In the midst of all the noise, and the trauma, and the terror of those final days – before Jesus was betrayed, and arrested, and tortured, and killed – there was this moment of profound intimacy, a last supper with his disciples. And in those agonizing days between death and resurrection, the disciples must have returned again and again, in their minds and in their conversations with one another, to that shared meal in the upper room.

Jesus also had some pretty strange things to say during that last supper, the kinds of things that you would definitely remember. ‘This bread is my body.’ ‘This cup is the new covenant in my blood.’ Who says something like that? What on earth did he mean?

The disciples had gathered with Jesus that night to celebrate the Passover, the great Jewish feast commemorating Israel’s liberation from slavery in Egypt, and in particular, the evening when death had literally passed over the Jewish people. But Jesus seems to be pointing them to a new Passover – an even greater liberation than the first, where death isn’t simply avoided for some time but defeated once and for all. Jesus speaks of a new covenant, a new way of relating to God. Jesus seems to be pointing to himself as the path that God travels to be with us and the path that we travel to be with God.
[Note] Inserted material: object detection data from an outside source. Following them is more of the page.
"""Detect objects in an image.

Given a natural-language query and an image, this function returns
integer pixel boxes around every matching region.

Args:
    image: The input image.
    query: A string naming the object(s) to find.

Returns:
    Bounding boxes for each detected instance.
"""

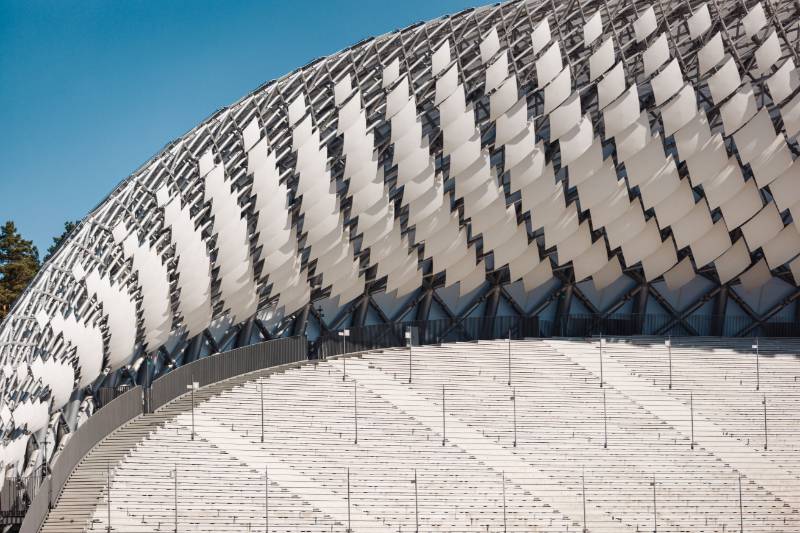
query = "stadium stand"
[42,337,800,532]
So we have here the disciples’ final meal with Jesus and some rather cryptic statements from Jesus about a new covenant and an even greater Passover. Both of these things surely make this a story worth telling. But we also have in this story the promise, the assurance that Christ is still with us. The last supper is not a story we tell to console ourselves because Jesus is absent. It is a story we tell to remind ourselves that he is still present with us, in us, and among us.

This is why St Paul writes at another point in his letter to the Corinthians: ‘The cup of blessing that we bless, is it not a sharing in the blood of Christ? The bread that we break, is it not a sharing in the body of Christ? Because there is one bread, we who are many are one body, for we all share in the one bread’ (10:16-17). The Lord’s Supper is not just a story we tell – it is a story we’re drawn into. Just as the disciples gathered around Jesus on the night that he was betrayed, so we are ushered into his presence in the mystery of the Holy Eucharist. The feast that Jesus shared with his friends is a feast we’re all invited to.

Now, I know it’s only Maundy Thursday, and we’re not supposed to be talking about the resurrection for another three days, but of course we know how the story ends. We know that while this might have been the disciples’ final meal with Jesus before he died, they would soon enjoy another meal with their friend after his resurrection. We know that the one who was crucified is alive. And because he’s alive, he’s not just tucked away somewhere in the past, he is nearer to us than we could possibly imagine.

So as we continue this incredible journey together from Maundy Thursday, to Good Friday, to Holy Saturday, and finally to the joy of Easter Sunday, as we enter this week into the story of Jesus, let us do so with the assurance that Jesus has entered into our stories. The one we remember is the one who is always with us, comforting us, meeting us in our prayers and in our fellowship with one another, feeding us in the Eucharist with his presence, and transforming us ever more into his likeness.

In the name of the Father, and of the Son, and of the Holy Spirit. Amen.

The Revd Dr Jordan Hillebert is Director of Formation at St Padarn’s Institute, Cardiff, Wales. This sermon was originally delivered at Christ Church, Roath Park on Maundy Thursday 2018.